Vitamin E occurs naturally in eight different forms. The primary vitamin E on drugstore shelves is called tocopherol, or TCP. But another natural form of vitamin E surfacing as a potent neuroprotective agent in repeated Ohio State University Medical Center studies is tocotrienol, or TCT.
This form, while not abundant in the American diet, occurs naturally in palm oil; this vegetable oil is increasingly used in prepared foods because it has no trans fat.
In the first study of this form of the nutritional supplement in humans, Ohio State researchers determined that a moderate dose of tocotrienol reached concentrations in human blood plasma that would be more than adequate to protect against neurological damage that follows stroke. These findings were published in the May issue of the journal Antioxidants & Redox Signaling.
In a separate study, the scientists determined that TCT is effective at two concentrations, one at which it functions as an antioxidant, and another, lower concentration at which the supplement offers non-antioxidant protection. Both functions of TCT are directed against neurodegeneration. These findings were published June 26 in an online edition of the Journal of Neurochemistry.
"We have determined that when administered orally, tocotrienol can reach concentrations needed to serve these dual protective functions," said Chandan Sen, professor and vice chair of surgery, deputy director of the Davis Heart and Lung Research Institute at OSU, and senior author of both studies. "It is a regular dietary ingredient in Asia, so it can safely be a part of a daily diet within prepared foods or as a supplement in the United States . Can it be therapeutically used to prevent stroke? Results from animal studies are encouraging, but it is still too soon to tell for humans. More mechanistic and outcomes studies are warranted."
In the first study, collaborating scientists at Wayne State University fed participants 400 milligrams of a time-release formulation of a supplement containing primarily TCT. Researchers collected blood samples from the participants two, four, six and eight hours after supplementation.

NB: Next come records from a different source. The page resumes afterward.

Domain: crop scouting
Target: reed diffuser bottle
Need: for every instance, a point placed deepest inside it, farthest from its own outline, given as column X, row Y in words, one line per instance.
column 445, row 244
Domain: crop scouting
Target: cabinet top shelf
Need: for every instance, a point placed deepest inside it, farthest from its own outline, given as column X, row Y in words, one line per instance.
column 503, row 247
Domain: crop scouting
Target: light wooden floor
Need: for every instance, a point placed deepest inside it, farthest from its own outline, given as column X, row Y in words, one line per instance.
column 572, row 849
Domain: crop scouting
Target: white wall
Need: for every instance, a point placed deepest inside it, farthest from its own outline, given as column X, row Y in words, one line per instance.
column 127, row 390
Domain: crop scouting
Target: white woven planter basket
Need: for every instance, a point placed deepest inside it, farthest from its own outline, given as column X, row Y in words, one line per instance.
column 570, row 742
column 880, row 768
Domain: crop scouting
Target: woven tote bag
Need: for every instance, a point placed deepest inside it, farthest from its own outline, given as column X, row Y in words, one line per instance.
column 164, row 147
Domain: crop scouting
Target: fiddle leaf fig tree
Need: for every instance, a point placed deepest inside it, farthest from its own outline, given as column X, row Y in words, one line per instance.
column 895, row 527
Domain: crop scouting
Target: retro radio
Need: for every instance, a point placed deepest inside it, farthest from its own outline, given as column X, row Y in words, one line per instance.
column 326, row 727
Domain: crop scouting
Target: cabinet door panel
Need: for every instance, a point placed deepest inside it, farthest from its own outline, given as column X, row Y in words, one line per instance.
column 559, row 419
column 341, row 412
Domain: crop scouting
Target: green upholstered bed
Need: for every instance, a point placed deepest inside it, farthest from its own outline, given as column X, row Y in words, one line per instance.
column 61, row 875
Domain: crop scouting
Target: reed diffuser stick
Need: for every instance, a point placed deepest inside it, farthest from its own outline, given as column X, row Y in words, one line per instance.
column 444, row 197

Sen said the maximum TCT concentrations in the bloodstream of supplemented patients averaged concentrations between 12 and 30 times higher than that needed to completely prevent stroke-related neurodegeneration as determined by earlier research.
Conventional wisdom has suggested that TCT, if eaten, cannot be carried to organs because the protein known as tocopherol transfer protein (TTP), which delivers TCP throughout the body, doesn't transport TCT very well.
"Our results demonstrate that TCT is efficiently delivered to the bloodstream despite the fact that the transfer protein has a lower affinity for TCT than it has for TCP," Sen said. Absorption of TCT is increased when the supplement is taken with fat-containing food, so the research participants took the study supplement with a high-fat (60 grams) meal to increase the efficiency of absorption.
The findings corresponded closely with previous work as well as the more recent study that sought to determine the levels at which TCT functions as an antioxidant, an agent that protects cells against the effects of free radicals. Free radicals are potentially damaging by-products of energy metabolism that can damage cells and are implicated in the development of cardiovascular disease and cancer. The tocopherol, or most common, form of vitamin E is known for its antioxidant properties.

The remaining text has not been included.